Incident Management

The Elementary Cloud Platform's Incidents page is a centralized hub for managing alerts and collaborating on issue resolution. Each incident consolidates related failures, making tracking easier and preventing alert fatigue. An incident is automatically resolved when the failing tests, monitors and / or models are successful again. Users can filter incidents by status, severity, assignee, or time frame, helping them prioritize and manage incidents efficiently.  

Key Features:

  • Grouping and Notifications: Incidents are automatically grouped by error type, and soon, lineage-based grouping will further streamline management.
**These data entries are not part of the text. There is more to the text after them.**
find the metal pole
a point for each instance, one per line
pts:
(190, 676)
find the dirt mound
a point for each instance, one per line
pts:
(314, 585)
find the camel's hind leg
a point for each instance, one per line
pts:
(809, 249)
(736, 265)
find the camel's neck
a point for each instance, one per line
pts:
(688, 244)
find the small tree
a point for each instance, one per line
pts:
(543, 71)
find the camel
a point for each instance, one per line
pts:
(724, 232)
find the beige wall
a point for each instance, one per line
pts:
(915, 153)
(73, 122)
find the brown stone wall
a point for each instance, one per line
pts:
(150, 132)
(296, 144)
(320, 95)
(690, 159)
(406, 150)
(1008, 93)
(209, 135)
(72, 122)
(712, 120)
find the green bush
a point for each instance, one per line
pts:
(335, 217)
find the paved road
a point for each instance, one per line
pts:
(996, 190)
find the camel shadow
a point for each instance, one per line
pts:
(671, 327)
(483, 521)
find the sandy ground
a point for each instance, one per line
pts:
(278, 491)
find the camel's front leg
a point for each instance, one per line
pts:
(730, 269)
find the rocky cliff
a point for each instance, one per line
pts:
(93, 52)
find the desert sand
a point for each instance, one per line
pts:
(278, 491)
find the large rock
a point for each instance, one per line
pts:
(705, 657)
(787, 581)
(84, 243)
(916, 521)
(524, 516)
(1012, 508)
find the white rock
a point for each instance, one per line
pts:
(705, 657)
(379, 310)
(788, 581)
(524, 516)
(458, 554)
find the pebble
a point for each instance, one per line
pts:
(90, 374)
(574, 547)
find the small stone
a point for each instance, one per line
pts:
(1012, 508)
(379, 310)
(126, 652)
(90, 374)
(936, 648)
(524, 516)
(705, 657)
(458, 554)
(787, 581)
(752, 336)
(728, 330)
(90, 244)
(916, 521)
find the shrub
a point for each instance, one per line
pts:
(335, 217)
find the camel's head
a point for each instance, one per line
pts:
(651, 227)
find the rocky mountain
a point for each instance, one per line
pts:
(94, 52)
When an incident is resolved, notifications are sent.
  • Assignment and Status Management: Users can assign incidents to team members and adjust statuses, such as setting an incident to "Acknowledged" or "Open." Once resolved, the incident is marked as closed to avoid further modifications.
  • Severity Control and Bulk Actions: Incident severity (e.g., Critical, High) can be customized, and bulk actions allow quick updates, such as changing the status or assigning multiple incidents to users.
  • Integrations: Elementary integrates with tools like PagerDuty and OpsGenie for on-call management. Upcoming integrations with Jira, Linear, and ServiceNow will enable direct ticket creation from incidents.

These features provide comprehensive oversight, helping teams manage recurring failures, assign ownership, and resolve data issues proactively. You can explore the full details of these capabilities on the official Elementary documentation pages on Incidents and Incident Management.